Act III takes place after Diana's "death". Being stabbed has put her back in the present, where she learns that she's been missing for months. Her relatives have declared her dead and taken her money and are none too pleased to have her return. Diana ends up under the care of Mark, who is Marcus's descendant, and who she now loves thanks to her stint in Rome. They start having the sexings. Diana spurns Peter. The guardians get a doctor to commit Diana to an asylum on the pretext that she is delusional because she believes she really did go to Rome. It turns out that Mark has "past memories" of his life as Marcus now for some reason(????). He rescues Diana from the asylum and together, they blackmail the evil relatives into giving them permission to marry. Peter tries to kill Diana and Mark and ends up getting thrown from the roof.
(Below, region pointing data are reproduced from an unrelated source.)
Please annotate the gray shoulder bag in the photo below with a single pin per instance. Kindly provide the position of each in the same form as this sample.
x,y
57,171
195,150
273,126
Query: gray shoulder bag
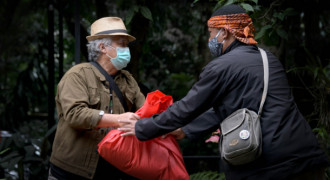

Everyone lives happily ever after. The end.
There was a gritty bodice ripper in here fighting desperately to get out, but it was drowning in Bertrice Small-level purple prose and bad plotting. The three-act formula didn't work because part I feels like the opening to a different book from part II and part III weakly attempts to tie parts I and II together by bringing up past lives and hinging on odd coincidences. Plus, the writing is bad. At one point, Diana actually says "Ohmigod." And it's written just like that, too. Cringe.
I know the way bisexuality is handled in this book is also bound to upset people, but I'm afraid that was par for the course in many vintage historical romance novels. Many villains of vintage historical roms were either bisexual, gay, or homoerotic (i.e. they only wanted to have anal sex and/or had a weird, UST-turned-to-rage style obsession with the hero).
Did I enjoy this book? Yes and no. It was fun to laugh at, and was so over the top at times that it was genuinely entertaining, but other times it was plodding and dull. I've said this before and I'll say it again. 90s "bodice rippers" were part of an uncomfortable transitional period in the historical romance timeline where writers were seemingly trying to clean up the unsavory aspects of 70s and 80s bodice rippers (villainous heroes, unambiguous rape scenes, graphic torture, racism, misogyny) while also trying to keep that same gritty edge. What ends up happening, though, is that you get bland romance with alpha d-bag heroes who stop just short of rape with total, over-the-top cray-cray villains who are probably rejected "heroes" who escaped the archives of unpublished bodice rippers that never made it past the 80s and dead-pissed about it. I wanted to give this book a 1* for annoying me so much, but I made it to the end and it gave me some much-needed laughs, so I'll round up.